Creating our own classes of objects

The two lists of data values that HQ asked us to get—cheese consumption and W75 deaths—form two objects that are very similar. They seem to be two instances of the same class of things.

In this case, the class of things seems to have annual statistics. They're collections with a consistent structure of a year and a measurement. Both these annual statistics objects have a common set of operations. Indeed, the operations are pretty tightly bound to the measurement, and they are not at all bound to the year number.

Our collection of statistical functions is not very tightly bound to our data at all.

We can improve the binding between data structure and processing through a class definition. If we define the general features of a class of objects that we can call annual statistics, we can create two instances of this class and use the defined methods on the unique data of each instance. We can easily reuse our method functions by having multiple objects of the same class.

A class definition in Python is a collection of method functions. Each method function definition has an additional parameter variable, usually named self, which must be the first parameter to each function. The self variable is how we can access the attribute values that are unique to each instance of the class of objects.

Here's how we might define a class for the simple statistics HQ is asking us to get:

from collections import Counter
class AnnualStats:
    def __init__(self, year_measure):
        self.year_measure = list(year_measure)
        self.data = list(v for yr, v in self.year_measure)
        self.counter= Counter(self.data)
    def __repr__(self):
        return repr(self.year_measure)
    def min_year(self):
        return min( yr for yr, v in self.year_measure )
    def max_year(self):
        return max( yr for yr, v in self.year_measure )
    def mean(self):
        return sum(self.data)/len(self.data)
    def median(self):
        mid, odd = divmod( len(self.data), 2 )
        if odd:
            return sorted(self.data)[mid]
        else:
            pair= sorted(self.data)[mid-1:mid+1]
            return sum(pair)/2
    def mode(self):
        value, count = self.counter.most_common1)[0]
        return value

The class statement provides a name for our definition. Within the indented body of the class statement, we provide def statements for each method function within this class. Each def statement contains the instance variable, self.
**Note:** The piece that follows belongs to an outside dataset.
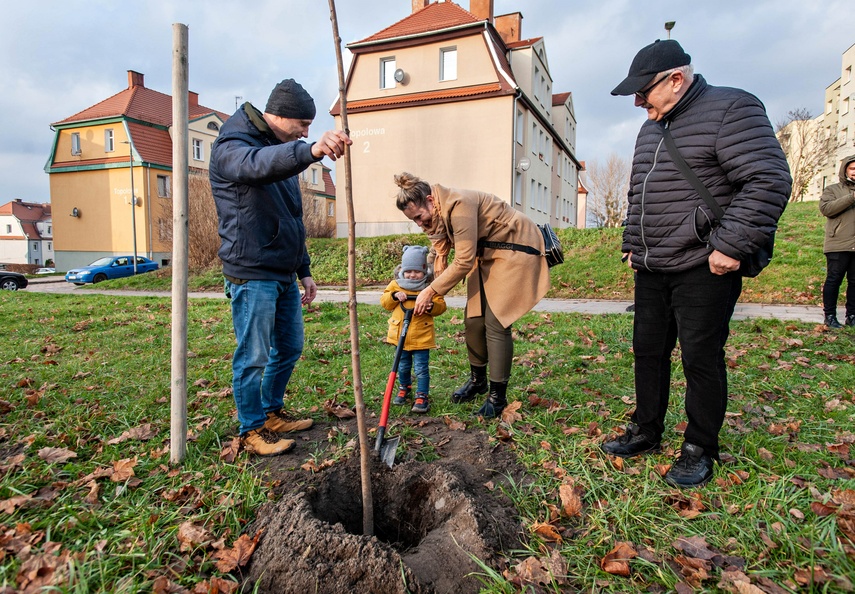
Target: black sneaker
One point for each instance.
(831, 322)
(632, 443)
(693, 468)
We've defined two methods with special names, as shown in the following list. These names have double underscores, they're fixed by Python, and we must use exactly these names in order to have objects initialized or printed properly:

  • The __init__() method is used implicitly to initialize the instance when it's created. We'll show an example of instance creation in the following section. When we create an AnnualStats object, three internal attributes are created, as shown in the following list:
    • The self.year_measure instance variable contains the data provided as an argument value
    • The self.data instance variable contains just the data values extracted from the year-data two-tuples
    • The self.counter instance variable contains a Counter object built from the data values
  • The __repr__() method is used implicitly when we attempt to print the object. We returned the representation of the internal self.year_measure instance variable as the representation for the instance as a whole.

The other method functions look similar to the standalone function definitions shown previously. Each of these method functions depend on having the instance variables properly initialized by the __init__() method. These names are entirely part of our software design; we can call them anything that's syntactically legal and meaningful.

Using a class definition

Here's how we can use our AnnualStats class definition:

   from ch_5_ex_1 import get_deaths, get_cheese

deaths = AnnualStats( get_deaths() )
cheese = AnnualStats( get_cheese() )

print("Year Range", deaths.min_year(), deaths.max_year())
print("Average W75 Deaths", deaths.mean())

print("Median Cheese Consumption", cheese.median())
print("Mean Cheese Consumption", cheese.mean())

print(deaths )

We built two instances of the AnnualStats class. The deaths object is an AnnualStats object built from the year-death set of data. Similarly, the cheese object is an AnnualStats object built from the cheese consumption set of data.

In both cases, the AnnualStats.__init__() method is evaluated with the given argument value. When we evaluate AnnualStats( get_deaths() ), the result of get_deaths() is provided to AnnualStats.__init__() as the value of the year_measure parameter. The statements of the __init__() method will then set the values of the three instance variables.

When we evaluate deaths.min_year(), this will evaluate the AnnualStats.min_year() method function. The self variable will be deaths. This means that self.year_measure denotes the object originally created by get_deaths().

When we evaluate deaths.mean(), this will evaluate the AnnualStats.min_year() method function with the self variable referring to deaths. This means deaths.data is the sorted sequence we derived from the object originally created by get_deaths().

Each instance (deaths, cheese) refers to the instance variables created by the __init__() method. A class encapsulates the processing of the method functions with the various instance variables. The encapsulation idea can help us design software that is more tightly focused and less likely to have confusing bugs or inconsistencies.